Заседание в Совете по делам печати. Совет, после некоторых возражений, утвердил мое представление о дозволении напечатать статью Костомарова «О вече» в журнале Е. Н. Ахматовой «Дело и отдых».

Пржецлавский читал свою записку о «злокачественности» «Московских ведомостей». Он говорит в ней, что газета эта была очень полезна, возбуждая народное чувство во время польского восстания, но потом она присвоила себе право, дозволенное только в государствах конституционных, — порицать все действия правительства и высших правительственных лиц, сделавшись настоящим органом оппозиции. Записка, надо отдать ей справедливость, написана ловко и умно. Так как члены Совета, при первом заявлении Пржецлавского, объявили, что они не подпишут протокола, ибо они не могут согласиться с безусловным осуждением московской газеты, хотя и не отвергают, что она вышла из пределов, дозволенных у нас в печати, то Пржецлавский доставил записку свою прямо министру. Поэтому Совет определил: принять ее к сведению и ожидать дальнейшего распоряжения министра.

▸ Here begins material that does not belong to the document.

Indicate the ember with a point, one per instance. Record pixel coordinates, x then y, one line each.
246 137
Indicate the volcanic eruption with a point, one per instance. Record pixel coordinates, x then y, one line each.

6 ноября 1864 года, пятница

В прошедшем заседании Географического общества Безобразов в присутствии великого князя читал записку о гирлах у Ростова-на-Дону, о их засорении, необходимости очистки их и проч. Тут находился, между прочим, городской голова Ростова, человек, говорят, умный и значительный. Выслушав записку Безобразова, он попросил слова. Он говорил о том же, приводя и свои мнения.

В заключение он сказал: «Но между неудобствами, которым в настоящее время подвергается Ростов, есть еще одно весьма важное для местного населения. Это то, что ни один обыватель не может быть спокоен, если не имеет в своем распоряжении револьвера».

Общее месячное собрание в Академии наук. Ничего.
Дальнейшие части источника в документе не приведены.